According to Goldstein, the group was fairly prominent in the Towson and Annapolis areas in the mid-2000s and enjoyed regular airplay on radio station 105.7, which has changed call signs and formats numerous times over the past two decades.

“I kind of retired from playing in bands,” Goldstein said. “But I’m OK with sitting behind a desk all day if I own a music store: I’m still cool, I’m still cool!”

While living in Washington from 2008 to 2011, the erstwhile rocker would come up to Baltimore every weekend “because it had the best parties, the best concerts and the best music scene” in his opinion.

“To go out to D.C. at night was costing me a fortune, too, so I was never going out there anyway, I wasn’t meeting people, and people weren’t that interesting because all the artists were in Baltimore,” Goldstein added.

He realized that if he moved to Baltimore, his rent and expenses would be far lower than what he was paying in Washington, and he has lived here ever since.

Goldstein took the volatile  nationwide reaction to the death of Freddie Gray that some have called the “Baltimore Uprising” of April 2015 as “a call to action” that inspired him to find a way to help the community he’d grown to love so passionately.

“It’s the only outlet I know as far as adding my own contribution,” Goldstein said about doing his part to bolster the struggling midtown economy.

Goldstein firmly believes that opening up independent businesses such as Brothers will continue to revitalize the city and turn Baltimore into more of a central destination spot.

As someone who makes his “bread and butter” through an unrelated full-time job (with brother Brian working full-time as a Baltimore City elementary school teacher), the store has been a way to invest in the community on an almost wholly  altruistic level.

The money Goldstein and his brother receive from sales predominantly goes to their one employee (with the brothers working mainly on weekends just to help out when they’re available).

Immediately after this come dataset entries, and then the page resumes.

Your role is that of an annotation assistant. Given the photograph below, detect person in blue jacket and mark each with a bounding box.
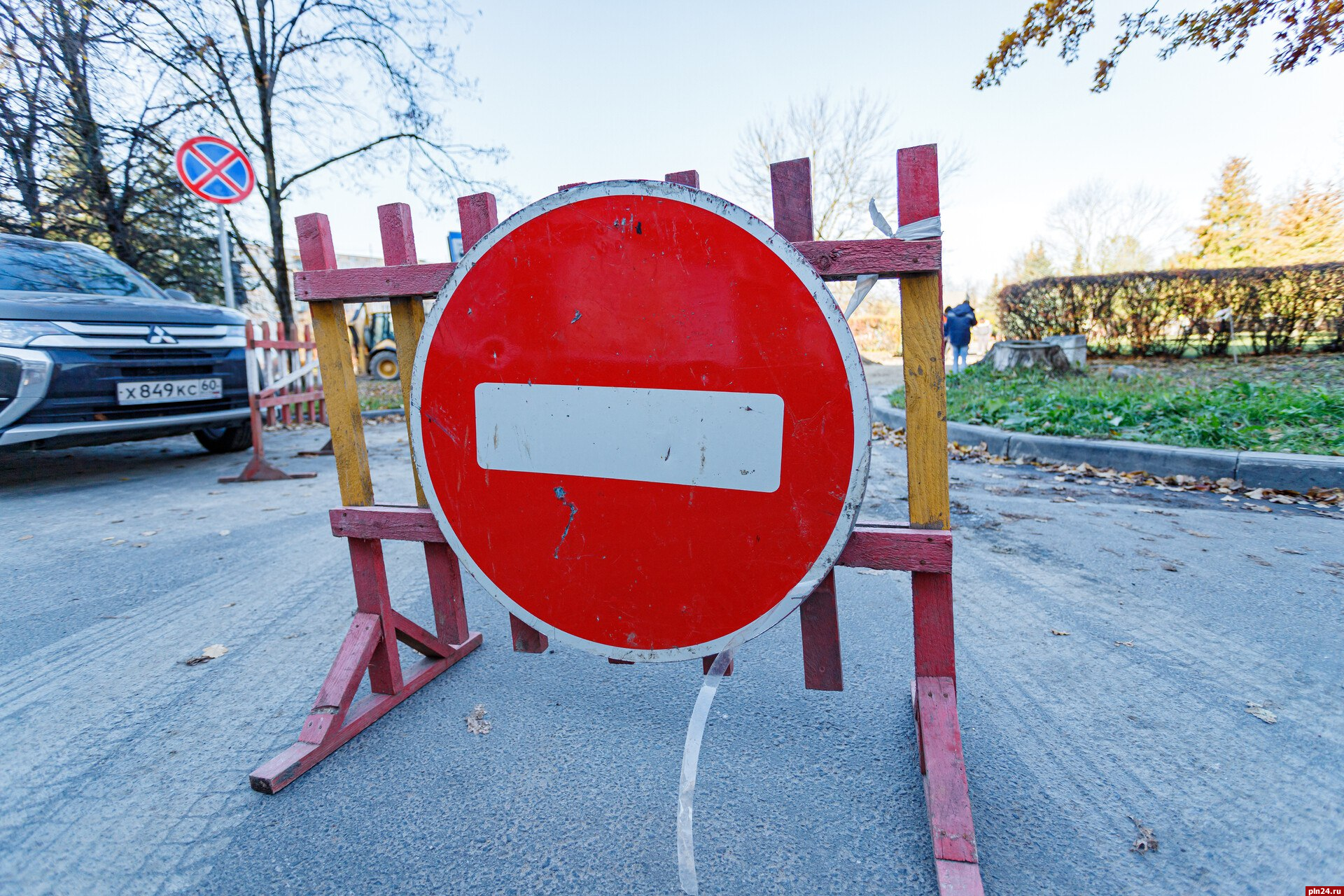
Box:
[942,298,976,373]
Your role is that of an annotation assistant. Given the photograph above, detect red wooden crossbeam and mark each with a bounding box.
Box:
[294,237,942,302]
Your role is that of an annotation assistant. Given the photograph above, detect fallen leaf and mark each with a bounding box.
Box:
[183,643,228,666]
[1129,816,1157,853]
[1246,700,1278,725]
[466,703,493,735]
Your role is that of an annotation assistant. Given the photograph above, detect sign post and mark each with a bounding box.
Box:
[174,136,257,307]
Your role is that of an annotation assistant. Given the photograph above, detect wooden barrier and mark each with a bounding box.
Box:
[251,145,983,896]
[219,323,327,482]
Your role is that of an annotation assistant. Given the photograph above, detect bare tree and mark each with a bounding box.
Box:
[132,0,500,323]
[1046,180,1172,274]
[973,0,1344,92]
[0,0,219,300]
[0,0,55,237]
[732,92,965,239]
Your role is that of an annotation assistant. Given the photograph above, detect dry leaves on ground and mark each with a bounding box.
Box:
[872,423,1344,516]
[466,703,492,735]
[183,643,228,666]
[1246,700,1278,725]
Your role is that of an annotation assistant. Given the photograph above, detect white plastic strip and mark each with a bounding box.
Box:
[476,383,783,491]
[676,643,736,896]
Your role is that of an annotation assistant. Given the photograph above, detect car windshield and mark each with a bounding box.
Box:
[0,239,158,298]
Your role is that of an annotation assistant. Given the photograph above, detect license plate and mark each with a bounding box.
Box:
[117,376,225,405]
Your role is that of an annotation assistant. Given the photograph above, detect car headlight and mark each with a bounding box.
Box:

In addition to the regular food and coat drives run through the store, Goldstein also sees Brothers as a productive “safe space” for community youths seeking reprieve from the often rough street life outside.

Goldstein will sometimes work with and mentor young Baltimoreans who come to spend time in the store. He promised one regular habitué that if the boy were to come in and practice electric guitar on a regular basis for four months straight, Goldstein would buy the guitar for him.

“He’s a quiet kid who doesn’t belong on the streets,” Goldstein said. “These are kids who live in public housing, who grow up in dangerous neighborhoods. I’m happy to take those kids in. If you want to learn how to play guitar and you don’t have access to one, I’ll find one for you.

“Other kids come in and are like, ‘Can I play the drums for five minutes?’ ‘Of course you can!’ It’s telling kids it’s OK to come in and shop or just hang out. I’m not going to kick you out.”

Goldstein admits that there are the occasional “punks” who come in and don’t stay long: “We’ve had a couple of those, but they know they’re not going to get away with anything while we’re there.”

There’s a direct connection for Goldstein’s philanthropic mindset with his Jewish  heritage, he revealed.

“I celebrate Judaism as a race and a culture more than as a religion,” Goldstein said. “I think that Jews have always had an interest in inner cities … and not just as landlords. I understand people are born into those difficult situations and can’t always get out of them.”

Goldstein went on to say that whether he’s teaching kids who come in to play instruments or occasionally taking them to baseball games and dinners, his primary mission is to prove to them that “if you play the game, follow the rules, put your head down and go to school and graduate, you can do exactly what I’m doing. I try to instill that in every kid I come across.

“I think this does have a correlation to Judaism as far as having empathy for others.”